Wangsu Science & Technology Co., Ltd (网宿科技股份有限公司)
- Company type: Public
- Traded as: SZSE: 300017; SZSE 300; CSI 300;
- Genre: Internet
- Founded: 2000
- Founder: Chen Baozhen (Co-Founder)
- Headquarters: Beijing, China
- Key people: Chengyan Liu (CEO, President) Ke Hong (Vice Chairman, Vice President, CTO) Wei Jiang Vice President, CFO Liping Zhou Vice President, Secretary Minjian Chu Vice President, Director
- Products: Website Acceleration Stream Acceleration Enterprise Acceleration
- Number of employees: 2,846
- Subsidiaries: Quantil, Inc. Quantil Networks, Inc. Quantil Technology (Ireland) Limited
- Website: en.wangsu.com

= Wangsu Science & Technology =

Content delivery network

Wangsu Science & Technology Co., Ltd. (网宿科技股份有限公司) is a China-based company that provides content delivery network (CDN) and Internet data center (IDC) services. It was founded in 2000 and listed on the Shenzhen Stock Exchange in 2009.

It operates businesses in China as ChinaNetCenter Co., and overseas markets as Quantil, Inc. for CDN services and Quantil Networks, Inc. for IDC services.

==Corporate affairs==
The largest shareholder is Chen Baozhen, who co-founded one of the predecessor companies of Wangsu, holding 21% of the shares of the company.

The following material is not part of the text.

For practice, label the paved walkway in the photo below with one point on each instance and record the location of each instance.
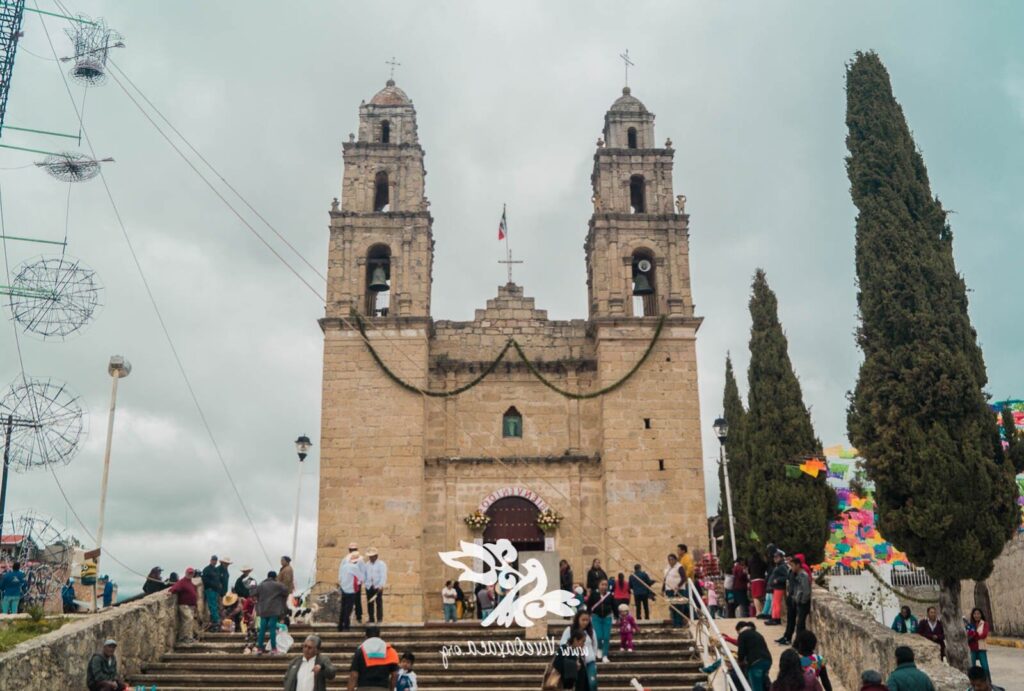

Its Chinese domestic markets are divided into East China, South China, North China, Central China, the western region and the northeast region.

==Acquisitions==
In February 2017, the company announced its acquisition of South Korean competitor CDNetworks for 21.1 billion yen ($185 million) to continue expanding its network and business operations outside of China. The deal involved purchasing 85% percent of CDNetworks' shares from KDDI.